First, plaintiff's "custom" claims against defendants Larkins, Paine, and Rosko are conclusory in nature and unsupported by any facts. See Doe ex rel. Doe v. Sch. Dist. of City of Norfolk, 340 F.3d 605, 614 (8th Cir. 2003) (stating that, at a minimum, the complaint must allege facts supporting the proposition that an unconstitutional policy or custom exists). It is not enough for plaintiff to simply state the elements of a cause of action, which is what he has done here. See Johnson v. Precythe, 901 F.3d 973, 977 (8th Cir. 2018) (stating that a "pleading must offer more than labels and conclusions or a formulaic recitation of the elements of a cause of action to state a plausible claim for relief").
Next, plaintiff names Unknown Correctional Officers and Unknown Nurses as defendants, but he does not mention them in the complaint. Plaintiff is required to do more than simply name a defendant or list him or her in the caption in order to assert liability. See Krych v. Hvass, 83 Fed. Appx. 854, 855 (8th Cir. 2003) (agreeing with district court dismissal of defendants who were merely listed in his complaint, and who were not alleged to have been personally involved in the constitutional violations).
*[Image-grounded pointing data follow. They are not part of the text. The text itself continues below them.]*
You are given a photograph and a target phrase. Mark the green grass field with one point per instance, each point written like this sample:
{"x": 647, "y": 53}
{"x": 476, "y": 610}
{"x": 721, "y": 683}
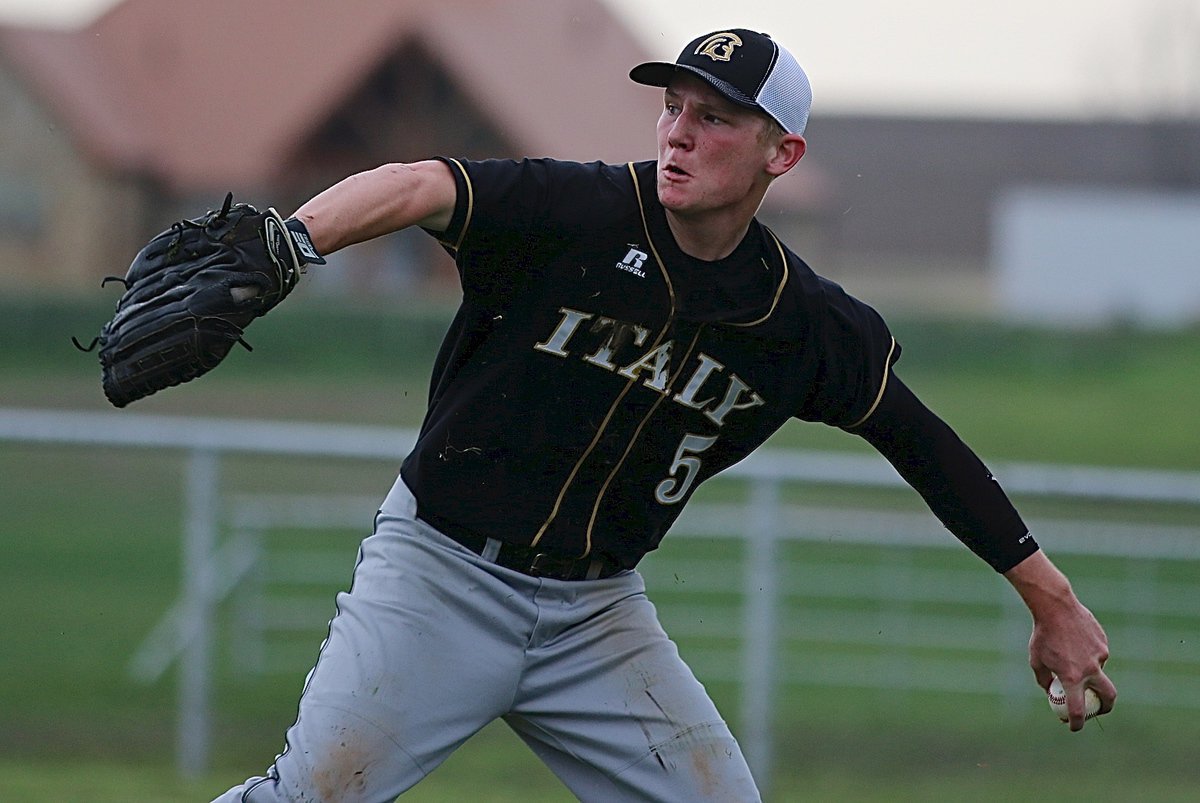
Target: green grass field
{"x": 89, "y": 559}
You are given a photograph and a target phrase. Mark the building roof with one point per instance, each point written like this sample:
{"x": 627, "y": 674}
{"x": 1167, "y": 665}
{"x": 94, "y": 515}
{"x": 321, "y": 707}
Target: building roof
{"x": 199, "y": 95}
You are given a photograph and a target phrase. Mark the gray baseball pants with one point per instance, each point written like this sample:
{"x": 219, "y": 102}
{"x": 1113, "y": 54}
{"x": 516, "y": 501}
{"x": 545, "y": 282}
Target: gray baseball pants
{"x": 432, "y": 642}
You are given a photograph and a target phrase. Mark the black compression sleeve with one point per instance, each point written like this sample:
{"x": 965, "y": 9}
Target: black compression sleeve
{"x": 948, "y": 475}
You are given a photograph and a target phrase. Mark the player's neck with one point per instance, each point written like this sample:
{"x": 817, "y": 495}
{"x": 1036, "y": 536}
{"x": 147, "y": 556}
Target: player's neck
{"x": 707, "y": 239}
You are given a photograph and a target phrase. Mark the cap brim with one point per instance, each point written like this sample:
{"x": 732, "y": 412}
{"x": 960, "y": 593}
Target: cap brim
{"x": 659, "y": 73}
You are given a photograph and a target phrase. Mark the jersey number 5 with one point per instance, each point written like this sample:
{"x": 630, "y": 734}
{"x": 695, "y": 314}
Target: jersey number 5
{"x": 675, "y": 487}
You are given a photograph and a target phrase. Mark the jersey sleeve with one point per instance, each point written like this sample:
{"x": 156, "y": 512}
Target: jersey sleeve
{"x": 852, "y": 351}
{"x": 948, "y": 475}
{"x": 511, "y": 217}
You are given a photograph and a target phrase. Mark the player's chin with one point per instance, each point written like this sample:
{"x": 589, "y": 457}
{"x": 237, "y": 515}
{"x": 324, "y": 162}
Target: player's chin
{"x": 675, "y": 198}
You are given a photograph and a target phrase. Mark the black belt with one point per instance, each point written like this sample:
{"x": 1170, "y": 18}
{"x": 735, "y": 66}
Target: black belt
{"x": 529, "y": 561}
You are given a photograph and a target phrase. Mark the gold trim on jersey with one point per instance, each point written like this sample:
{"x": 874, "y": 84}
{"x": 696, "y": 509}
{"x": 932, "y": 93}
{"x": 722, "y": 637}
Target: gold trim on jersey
{"x": 621, "y": 396}
{"x": 779, "y": 291}
{"x": 471, "y": 208}
{"x": 637, "y": 432}
{"x": 883, "y": 385}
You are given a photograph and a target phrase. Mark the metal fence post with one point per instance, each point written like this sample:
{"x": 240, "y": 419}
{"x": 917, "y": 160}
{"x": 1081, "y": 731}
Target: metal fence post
{"x": 761, "y": 592}
{"x": 193, "y": 727}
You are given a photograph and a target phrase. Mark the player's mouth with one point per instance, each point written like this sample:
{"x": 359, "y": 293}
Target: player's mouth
{"x": 675, "y": 172}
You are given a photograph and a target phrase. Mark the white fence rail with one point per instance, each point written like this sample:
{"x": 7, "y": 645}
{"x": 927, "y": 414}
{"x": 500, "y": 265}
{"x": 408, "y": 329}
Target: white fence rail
{"x": 910, "y": 613}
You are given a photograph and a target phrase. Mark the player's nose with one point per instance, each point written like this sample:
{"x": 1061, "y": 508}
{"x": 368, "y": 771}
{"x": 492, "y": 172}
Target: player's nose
{"x": 679, "y": 132}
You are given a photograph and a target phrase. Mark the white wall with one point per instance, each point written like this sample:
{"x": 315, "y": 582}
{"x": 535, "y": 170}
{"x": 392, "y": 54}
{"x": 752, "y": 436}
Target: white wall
{"x": 1081, "y": 257}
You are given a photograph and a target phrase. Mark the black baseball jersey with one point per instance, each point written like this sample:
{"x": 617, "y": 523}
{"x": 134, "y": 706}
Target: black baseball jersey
{"x": 595, "y": 375}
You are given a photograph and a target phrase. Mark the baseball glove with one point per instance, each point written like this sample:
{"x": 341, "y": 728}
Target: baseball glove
{"x": 190, "y": 294}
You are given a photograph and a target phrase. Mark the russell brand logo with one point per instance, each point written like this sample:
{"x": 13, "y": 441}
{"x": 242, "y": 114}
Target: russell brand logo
{"x": 634, "y": 261}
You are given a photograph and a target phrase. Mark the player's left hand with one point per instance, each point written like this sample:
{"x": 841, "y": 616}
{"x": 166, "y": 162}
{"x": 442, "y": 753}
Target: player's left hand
{"x": 1067, "y": 639}
{"x": 190, "y": 294}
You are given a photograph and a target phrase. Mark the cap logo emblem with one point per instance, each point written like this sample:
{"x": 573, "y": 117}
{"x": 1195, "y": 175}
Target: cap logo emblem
{"x": 719, "y": 47}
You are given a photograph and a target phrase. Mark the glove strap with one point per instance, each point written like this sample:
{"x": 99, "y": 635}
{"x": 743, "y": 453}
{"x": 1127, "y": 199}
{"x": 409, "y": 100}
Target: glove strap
{"x": 305, "y": 249}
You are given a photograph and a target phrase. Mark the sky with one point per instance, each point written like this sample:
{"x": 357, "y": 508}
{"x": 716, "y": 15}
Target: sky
{"x": 1024, "y": 58}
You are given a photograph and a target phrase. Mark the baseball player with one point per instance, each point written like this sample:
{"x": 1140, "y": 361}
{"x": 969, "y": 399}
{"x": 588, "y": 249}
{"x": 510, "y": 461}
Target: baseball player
{"x": 625, "y": 333}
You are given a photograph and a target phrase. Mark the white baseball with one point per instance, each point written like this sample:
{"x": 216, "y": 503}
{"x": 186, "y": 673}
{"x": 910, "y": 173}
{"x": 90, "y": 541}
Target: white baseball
{"x": 1057, "y": 696}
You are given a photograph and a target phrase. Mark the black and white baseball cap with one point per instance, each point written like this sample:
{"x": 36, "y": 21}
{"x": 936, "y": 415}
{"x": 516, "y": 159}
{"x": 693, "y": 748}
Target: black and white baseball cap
{"x": 747, "y": 67}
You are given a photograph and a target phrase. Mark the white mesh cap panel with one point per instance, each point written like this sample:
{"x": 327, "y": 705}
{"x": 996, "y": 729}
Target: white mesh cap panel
{"x": 786, "y": 94}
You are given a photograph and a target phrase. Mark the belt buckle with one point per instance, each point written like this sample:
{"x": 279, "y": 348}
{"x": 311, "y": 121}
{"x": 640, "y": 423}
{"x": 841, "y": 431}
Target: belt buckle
{"x": 538, "y": 565}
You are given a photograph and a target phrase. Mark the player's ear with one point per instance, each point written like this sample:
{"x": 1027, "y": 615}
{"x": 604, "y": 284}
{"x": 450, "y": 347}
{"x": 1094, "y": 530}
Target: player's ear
{"x": 787, "y": 150}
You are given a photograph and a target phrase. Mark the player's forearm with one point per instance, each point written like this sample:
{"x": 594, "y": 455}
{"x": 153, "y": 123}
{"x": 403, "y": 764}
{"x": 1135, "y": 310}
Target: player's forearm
{"x": 1043, "y": 587}
{"x": 378, "y": 202}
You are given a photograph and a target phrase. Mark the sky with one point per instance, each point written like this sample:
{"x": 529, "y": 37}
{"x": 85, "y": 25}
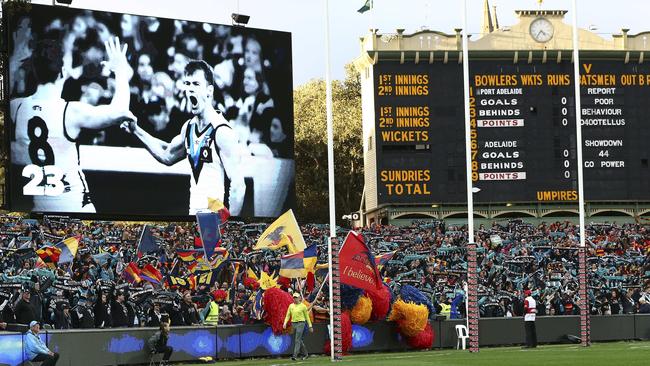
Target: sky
{"x": 305, "y": 19}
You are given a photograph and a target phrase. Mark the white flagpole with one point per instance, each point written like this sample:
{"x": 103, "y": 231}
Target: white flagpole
{"x": 576, "y": 77}
{"x": 468, "y": 148}
{"x": 330, "y": 171}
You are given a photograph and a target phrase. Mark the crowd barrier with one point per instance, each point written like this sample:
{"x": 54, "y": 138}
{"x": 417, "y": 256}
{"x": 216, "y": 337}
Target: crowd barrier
{"x": 129, "y": 346}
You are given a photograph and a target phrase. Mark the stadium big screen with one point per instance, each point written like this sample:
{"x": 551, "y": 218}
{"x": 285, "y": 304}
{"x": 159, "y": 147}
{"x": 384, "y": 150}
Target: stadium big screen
{"x": 523, "y": 138}
{"x": 125, "y": 115}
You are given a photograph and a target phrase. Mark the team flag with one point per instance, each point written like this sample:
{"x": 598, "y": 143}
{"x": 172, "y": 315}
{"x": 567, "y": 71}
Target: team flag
{"x": 68, "y": 249}
{"x": 299, "y": 264}
{"x": 151, "y": 274}
{"x": 39, "y": 263}
{"x": 293, "y": 265}
{"x": 366, "y": 6}
{"x": 357, "y": 265}
{"x": 251, "y": 274}
{"x": 49, "y": 256}
{"x": 282, "y": 232}
{"x": 209, "y": 229}
{"x": 132, "y": 273}
{"x": 382, "y": 259}
{"x": 218, "y": 207}
{"x": 191, "y": 282}
{"x": 311, "y": 256}
{"x": 189, "y": 255}
{"x": 147, "y": 242}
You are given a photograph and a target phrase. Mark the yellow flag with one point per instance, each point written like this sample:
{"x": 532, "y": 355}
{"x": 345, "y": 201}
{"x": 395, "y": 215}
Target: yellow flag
{"x": 283, "y": 232}
{"x": 251, "y": 274}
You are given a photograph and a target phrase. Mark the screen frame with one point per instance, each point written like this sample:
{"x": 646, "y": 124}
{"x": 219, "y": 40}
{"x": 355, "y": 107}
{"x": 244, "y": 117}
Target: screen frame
{"x": 8, "y": 204}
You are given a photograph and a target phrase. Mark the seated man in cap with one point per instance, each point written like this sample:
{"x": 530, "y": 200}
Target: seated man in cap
{"x": 35, "y": 349}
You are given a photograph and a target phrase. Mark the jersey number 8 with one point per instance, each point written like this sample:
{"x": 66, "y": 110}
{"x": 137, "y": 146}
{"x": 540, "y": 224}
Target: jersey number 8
{"x": 45, "y": 179}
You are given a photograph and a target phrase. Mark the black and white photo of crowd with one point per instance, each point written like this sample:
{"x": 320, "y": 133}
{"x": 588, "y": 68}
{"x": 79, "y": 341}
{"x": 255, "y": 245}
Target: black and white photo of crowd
{"x": 252, "y": 69}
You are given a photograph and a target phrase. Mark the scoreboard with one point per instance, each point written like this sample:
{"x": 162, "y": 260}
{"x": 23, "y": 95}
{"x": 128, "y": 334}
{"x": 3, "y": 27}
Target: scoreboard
{"x": 523, "y": 140}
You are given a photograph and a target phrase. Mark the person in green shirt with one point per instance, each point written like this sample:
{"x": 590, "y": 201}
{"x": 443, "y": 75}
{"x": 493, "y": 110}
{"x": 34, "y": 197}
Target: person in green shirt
{"x": 299, "y": 315}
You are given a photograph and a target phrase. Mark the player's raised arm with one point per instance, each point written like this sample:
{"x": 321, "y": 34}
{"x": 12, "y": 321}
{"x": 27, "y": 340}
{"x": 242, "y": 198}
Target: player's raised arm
{"x": 168, "y": 153}
{"x": 226, "y": 140}
{"x": 81, "y": 115}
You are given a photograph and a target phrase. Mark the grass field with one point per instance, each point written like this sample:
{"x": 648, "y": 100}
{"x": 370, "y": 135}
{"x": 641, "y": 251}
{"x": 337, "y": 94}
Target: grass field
{"x": 610, "y": 354}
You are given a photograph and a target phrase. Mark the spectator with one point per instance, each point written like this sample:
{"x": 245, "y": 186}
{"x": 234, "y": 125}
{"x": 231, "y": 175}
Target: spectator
{"x": 35, "y": 349}
{"x": 189, "y": 309}
{"x": 24, "y": 309}
{"x": 154, "y": 316}
{"x": 211, "y": 313}
{"x": 102, "y": 311}
{"x": 36, "y": 300}
{"x": 62, "y": 317}
{"x": 644, "y": 306}
{"x": 82, "y": 316}
{"x": 158, "y": 342}
{"x": 119, "y": 311}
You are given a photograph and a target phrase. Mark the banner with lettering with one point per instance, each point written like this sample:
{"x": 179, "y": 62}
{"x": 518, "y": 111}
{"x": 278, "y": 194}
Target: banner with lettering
{"x": 357, "y": 264}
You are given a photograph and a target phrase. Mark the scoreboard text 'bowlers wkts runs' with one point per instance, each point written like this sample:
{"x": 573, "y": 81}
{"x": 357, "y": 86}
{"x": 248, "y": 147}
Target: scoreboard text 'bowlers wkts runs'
{"x": 523, "y": 141}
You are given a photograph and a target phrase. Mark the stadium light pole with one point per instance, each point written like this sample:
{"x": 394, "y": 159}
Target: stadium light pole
{"x": 468, "y": 148}
{"x": 470, "y": 287}
{"x": 578, "y": 111}
{"x": 585, "y": 332}
{"x": 330, "y": 173}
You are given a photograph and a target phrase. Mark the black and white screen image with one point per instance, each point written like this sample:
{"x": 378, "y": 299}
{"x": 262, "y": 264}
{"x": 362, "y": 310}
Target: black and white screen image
{"x": 117, "y": 114}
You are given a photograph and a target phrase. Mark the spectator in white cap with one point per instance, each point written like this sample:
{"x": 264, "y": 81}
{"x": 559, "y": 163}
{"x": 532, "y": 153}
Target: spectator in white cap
{"x": 35, "y": 349}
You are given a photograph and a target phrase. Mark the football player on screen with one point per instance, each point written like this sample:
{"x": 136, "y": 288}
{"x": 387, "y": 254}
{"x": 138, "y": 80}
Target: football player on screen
{"x": 45, "y": 151}
{"x": 207, "y": 140}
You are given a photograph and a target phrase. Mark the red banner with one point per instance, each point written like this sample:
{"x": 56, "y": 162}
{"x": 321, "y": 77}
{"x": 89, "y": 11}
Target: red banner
{"x": 357, "y": 264}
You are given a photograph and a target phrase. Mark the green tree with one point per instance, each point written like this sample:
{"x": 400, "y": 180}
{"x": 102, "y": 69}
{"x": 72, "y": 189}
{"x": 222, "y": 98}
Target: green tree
{"x": 311, "y": 147}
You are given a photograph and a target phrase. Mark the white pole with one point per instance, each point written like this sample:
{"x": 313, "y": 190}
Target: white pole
{"x": 576, "y": 77}
{"x": 468, "y": 147}
{"x": 330, "y": 170}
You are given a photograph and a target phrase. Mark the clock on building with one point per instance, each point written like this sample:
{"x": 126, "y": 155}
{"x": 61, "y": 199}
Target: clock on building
{"x": 541, "y": 29}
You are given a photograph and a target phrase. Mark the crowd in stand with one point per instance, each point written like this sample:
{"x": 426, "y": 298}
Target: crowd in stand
{"x": 93, "y": 291}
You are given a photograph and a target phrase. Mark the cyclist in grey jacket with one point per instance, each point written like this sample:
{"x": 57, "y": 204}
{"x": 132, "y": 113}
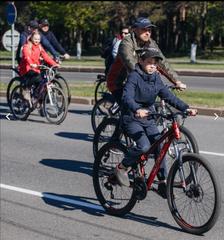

Finally, plaintiff's complaint tends to use generalized language that makes it impossible to know the identity of the particular defendant to which he is referring. For instance, in describing the booking process, plaintiff alleges that "they" told him that he could not get his medication, and that "they" refused to give him his prescription. This is not sufficient to state a claim, because § 1983 liability "requires a causal link to, and direct responsibility for, the alleged deprivation of rights." Madewell v. Roberts, 909 F.2d 1203, 1208 (8th Cir. 1990).
Because plaintiff is proceeding pro se, and has presented serious allegations to the Court, he will be allowed to amend his complaint according to the instructions set forth below.
Plaintiff should type or neatly print his complaint on the Court's civil rights form, which will be provided to him. See E.D. Mo. L.R. 45 - 2.06(A) ("All actions brought by pro se plaintiffs or petitioners should be filed on Court-provided forms"). In the "Caption" section of the Court-provided form, plaintiff should clearly name each and every party he is intending to sue. See Fed. R. Civ. P. 10(a) ("The title of the complaint must name all the parties").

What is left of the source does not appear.